Learn About Prevention
Go beyond misconceptions to improve public health.
Child sexual abuse prevention in Texas starts with raising public awareness about the real issues and actions communities can take to protect vulnerable children. Understanding child sexual abuse empowers communities and helps break down misconceptions that hinder effective prevention efforts, leading to the over-allocation of resources to post-abuse strategies.
For example, it is often assumed that strangers predominantly commit acts of child sexual abuse. In reality, many cases involve individuals that a child knows and trusts, including family members, friends, or acquaintances.
Dispelling this misconception is crucial to prevention efforts, highlighting the need to teach children and adults the importance of open communication, establishing healthy boundaries, identifying inappropriate behavior, and the importance of children reporting sexual abuse to a safe and trusted adult, regardless of the perpetrator’s identity.
Detecting Child Sexual Abuse
The signs of child sexual abuse can be subtle.
Child sexual abuse is not easily identifiable and can happen without visible signs or physical force. It often involves manipulation, coercion, and grooming, making it hard for children and adults to recognize.
Dispelling misconceptions is crucial for communities to recognize the subtle signs, enabling early intervention and prevention. We’re working to empower communities to break the cycle, identify warning signs, and take effective actions when possible abuse is detected.

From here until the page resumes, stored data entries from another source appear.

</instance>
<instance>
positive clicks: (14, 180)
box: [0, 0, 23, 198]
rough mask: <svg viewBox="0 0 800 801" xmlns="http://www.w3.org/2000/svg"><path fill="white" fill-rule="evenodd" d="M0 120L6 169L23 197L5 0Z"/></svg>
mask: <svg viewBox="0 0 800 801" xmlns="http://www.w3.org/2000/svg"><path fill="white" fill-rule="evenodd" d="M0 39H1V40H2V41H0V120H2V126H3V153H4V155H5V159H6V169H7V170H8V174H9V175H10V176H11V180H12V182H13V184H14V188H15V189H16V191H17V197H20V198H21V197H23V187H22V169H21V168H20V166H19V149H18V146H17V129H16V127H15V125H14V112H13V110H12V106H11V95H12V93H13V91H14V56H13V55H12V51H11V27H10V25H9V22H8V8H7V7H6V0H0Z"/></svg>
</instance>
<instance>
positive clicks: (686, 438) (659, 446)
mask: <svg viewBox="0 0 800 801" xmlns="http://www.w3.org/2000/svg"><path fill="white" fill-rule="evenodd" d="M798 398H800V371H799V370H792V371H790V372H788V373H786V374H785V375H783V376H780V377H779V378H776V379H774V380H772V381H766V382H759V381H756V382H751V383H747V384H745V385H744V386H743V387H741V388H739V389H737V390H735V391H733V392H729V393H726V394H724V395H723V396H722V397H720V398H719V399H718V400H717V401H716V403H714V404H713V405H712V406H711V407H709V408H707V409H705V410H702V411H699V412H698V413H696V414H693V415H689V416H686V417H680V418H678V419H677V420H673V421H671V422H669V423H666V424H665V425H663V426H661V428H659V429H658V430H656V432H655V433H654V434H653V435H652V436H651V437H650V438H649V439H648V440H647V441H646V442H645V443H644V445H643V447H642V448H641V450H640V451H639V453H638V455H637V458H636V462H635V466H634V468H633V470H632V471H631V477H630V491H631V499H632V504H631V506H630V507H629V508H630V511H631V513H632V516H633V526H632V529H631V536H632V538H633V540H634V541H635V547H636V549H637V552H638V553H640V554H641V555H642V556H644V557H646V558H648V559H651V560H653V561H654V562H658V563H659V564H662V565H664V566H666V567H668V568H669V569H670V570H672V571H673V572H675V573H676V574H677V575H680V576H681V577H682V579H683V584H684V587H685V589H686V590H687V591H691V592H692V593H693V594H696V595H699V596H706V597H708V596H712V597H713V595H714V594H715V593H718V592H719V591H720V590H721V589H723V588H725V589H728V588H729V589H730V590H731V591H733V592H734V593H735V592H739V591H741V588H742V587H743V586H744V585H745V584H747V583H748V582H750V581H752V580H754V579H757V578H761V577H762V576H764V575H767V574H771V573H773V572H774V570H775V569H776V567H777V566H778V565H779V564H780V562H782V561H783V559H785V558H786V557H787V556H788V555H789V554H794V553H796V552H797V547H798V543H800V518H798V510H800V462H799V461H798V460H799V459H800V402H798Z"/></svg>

Reporting Abuse is Critical
When child sexual abuse happens, action is necessary.
Child sexual abuse often goes unreported because child victims fear they won’t be believed. Fearing potential repercussions, they suffer self-blame, guilt, and shame in silence. When children do disclose sexual abuse, they often confide in peers who cannot report it.
Unfortunately, abused children aren’t completely wrong in their assumptions. Adults such as teachers, doctors, coaches, and faith leaders often lack the knowledge to recognize signs of abuse. They may not know how to readily address such abuse when it is reported to them. We can change this.
70% of girls who experienced sexual abuse or sexual assault during childhood, 70% of the incidents were at the hands of another child or teen, usually a male.
98% of children who received specialized treatment for problematic sexual behavior had not re-engaged in the behavior within 10 years of completing treatment.
1/3 but possibly as many as 1/2 of cases of child sexual abuse are committed by another child or youth.
Building a Preventive Action Plan
Our initiative to end child sexual abuse is well underway.
Our understanding of the prevalence, individual impacts, societal costs, and common misconceptions of child sexual abuse make our priorities clear. We are leading the way by:
- Research. Funding research to further understand child sexual abuse to inform prevention strategies for Texas communities,
- Child-centered resources. Developing educational materials aimed at informing children, parents, caregivers, and communities about abuse prevention and the support available for victims,
- Adult education. Supporting specialized education for adults at Texas schools, community centers, and faith-based organizations around child sexual abuse,
- Public Awareness. Promoting collaboration among systems and individuals to advance prevention messaging and drive action,
- Victim support. Connecting child victims and families with our justice and healing services through the nearest CAC in the event of abuse.